El Hijo de Dios aparece como Palabra, la Palabra que todo lo dice y todo lo actúa. La Palabra es un ser humano. Nos habla con el lenguaje de una comunidad-humanidad y desde una conciencia humana.

Jesús es la Palabra encarnada. Toda su historia es incarnatio continuata. De ahí su crecimiento: «Y el niño crecía y se fortalecía, llenándose de sabiduría» (Lc 2, 40.53).
La Palabra de Dios tiene en Jesús una historia. Jesús inicia un nuevo lenguaje cuando asume una nueva forma de vida y de artesano se convierte en profeta itinerante.

La Palabra se hace Evangelio viviente, anuncio de buena noticia para los pobres, palabra eficaz que pasa haciendo el bien y de la que emerge una energía que a todos cura.

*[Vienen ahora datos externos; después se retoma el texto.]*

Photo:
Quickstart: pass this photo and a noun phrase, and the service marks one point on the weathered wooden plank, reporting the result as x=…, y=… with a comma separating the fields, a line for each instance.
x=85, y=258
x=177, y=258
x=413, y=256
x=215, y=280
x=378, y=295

Los evangelios describen la impresión de novedad que Jesús causaba: «Un nuevo modo de enseñar con autoridad» (Mc 1,27); «nadie ha hablado nunca como este hombre» (Jn 7,46).

El prólogo de Juan, refiriéndose a toda la existencia de Jesús, anuncia lo nunca oído: que la Palabra fuera vista como carne. Podemos decir que en Jesús la Palabra cobra progresivamente más personalidad. Unos acogieron la Palabra; otros la rechazaron y quisieron enmude-cerla para siempre. Pero entonces, en la cruz, la palabra se hizo palabra de amor para siempre.

La evangelización prolonga la encarnación de la Palabra. La fuerza creadora y proféitca de la Palabra, actúa en cada evangelizador, en cada acontecimiento de evangelización. Más allá de nuestras personas, más allá de nuestras iniciativas, la Palabra sigue configurando el mundo, haciendo presente el Reino.

La Palabra es tal porque tiene Espíritu.
Sin Espíritu no puede ser proferida.
Sin Espíritu no tiene objetivo, ni meta.

El Espíritu se comunicó en Pentecostés en el símbolo de lenguas como de fuego, es decir, en una especie de lenguaje divino, comunicado a los discípulos evangelizadores, que todos entienden y a todos llega.

Sin espíritu la palabra es letra muerta, sonido inerte.
Cuando la Palabra entrega el Espíritu, Jesús, la Palabra, muere. Sin la palabra el espíritu es esbozo, intención inacabada, parto frustrado. Los profetas no solo recibieron una palabra que transmitir, sino un espíritu para mover y crear: por eso, ¡entraban en trance!, ¡quedaban enajenados!

La Palabra de Dios es concebida en la tierra por obra del Espíritu (Jn 1,14). También otras palabras menores son concebidas por obra del Espíritu: en la oración, el Espíritu ora con gemidos inenarrables (Rom 8,26ss); la palabra del testimonio procede del Espíritu: «no hablaréis... el Espíritu de vuestro Padre hablará por vosotros: Mt 10,20).

El Espíritu es el suspiro de Dios, más penetrante que su Palabra; el Espíritu actúa para que las bocas prediquen la Palabra y los corazones se abran a ella y la entiendan y acojan.

Evangeliza quien siente en su corazón dos pasiones: el Espíritu y la Palabra.